Obviously you can see the performance. It’s truly very, very strong.
And it takes time sometimes. The redemptions have reduced significantly quarter-by-quarter, at the same time, as those will continue to reserve and stop.
We are actually out there with our whole selling team selling Cundill, it's a new investor new advisors rather because again this is an exciting new team, performance is strong and the value investment has come back in space. So we – and we also – that the Cundill probably the process, it’s a value team as it always has been, but it’s really kind of Cundill 2.0.
We have tweaked the value approach. You will see less swings up and down, which is probably good for advisors and their clients, but we actually think that the little adjustments we’ve made to the prior Cundill value approach that again the two new PMs have really embraced and executed extremely well has been resonating very strong into the advisory community in early days.
Scott Chan
Okay. And Jeff, just sorry going back to the consultants.
It's just about 4,000 right now or just below 4,000. If you were to kind of target one year later or say the end of 2017, would the target be around where the consultants is right now or do you think you can actually grow the consultants with new recruitments?
Jeff Carney
I’d like to grow the consultants so – and it’s going to come down to the gray that’s left and making sure that they graduate and then we have very few departures in our model, so we don’t have to worry about that too much, which is great because I’m not used to that and then – so it’s really the gray that's our future growth feeding into the ones below and we're doing everything we can as I said to make sure that they have the training, the success, the CFP, all other things to be successful. And based on what we see with the long-term consultants, the ones that are successful in that blue are because they have invested in their education and they’ve invested in their value proposition with the clients, so I am optimistic on that, but I’m going to hold the standard.
And so I think there is going to be that tension of the quality of the advisor and I’m not going to comprise the standard to just meet a number of number of advisors.
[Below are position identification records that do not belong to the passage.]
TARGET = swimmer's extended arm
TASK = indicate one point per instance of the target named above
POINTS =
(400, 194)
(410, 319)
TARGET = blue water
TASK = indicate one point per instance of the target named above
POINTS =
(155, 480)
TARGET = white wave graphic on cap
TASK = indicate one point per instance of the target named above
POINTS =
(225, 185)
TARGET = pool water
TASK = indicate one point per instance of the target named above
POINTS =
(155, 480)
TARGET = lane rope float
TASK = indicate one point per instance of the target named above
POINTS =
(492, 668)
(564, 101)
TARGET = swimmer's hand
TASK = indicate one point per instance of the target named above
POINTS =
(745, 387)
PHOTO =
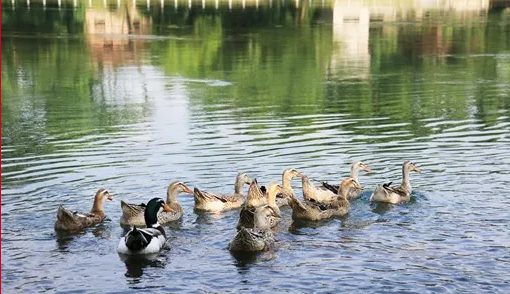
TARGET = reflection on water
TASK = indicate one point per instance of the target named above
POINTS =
(133, 95)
That’s not the game that I want to play.
Now if I can find 5,000 outstanding advisors, tomorrow I’ll hire them all. So we will always be looking and we’ve got to really rebuilt way of bringing them on.
We’ve redefined what the right attributes are for advisors going forward and what we are looking for in their character and in their skills and in their passion, in their energy, in their willingness to work, this industry it’s a lot work and so, hopefully, that will grow. But mostly the biggest thing I can do is take that $34 million and turn it into $50 million and that’s kind of what I’m focused on is how fast can I continue to accelerate the average assets of the blue because they’ve already got the skill sets, they have clients, they are productive already, they have resources, they have all of our infrastructure behind them and so I think there is definitely leverage with the blue.
Scott Chan
Okay and just lastly, just Kevin. Just on the $35 million tax provision, related to certain tax filings, can you just elaborate on that and what it was related to?
Kevin Regan
Not a lot of detail other than we have longstanding issue in terms of a position that we were taking on some tax matters that we resolved with CRA, it was a win on our part. I’m not going to go into the detail with exactly what it was, but it – these things happen in a corporation’s life and we worked our way through it through really effective tax team at our end here.
Scott Chan
Okay, thank you very much.
Operator
Thank you. There are no further questions registered at this time.
I’d like to turn the meeting back over to Mr. Hancock.
Paul Hancock
Thank you, Patrick. At this point, we will conclude our call and we thank you for your participation today.
Jeff Carney
Have a good day.
Operator
Thank you. The conference has now ended.
Please disconnect your lines at this time and we thank you for your participation.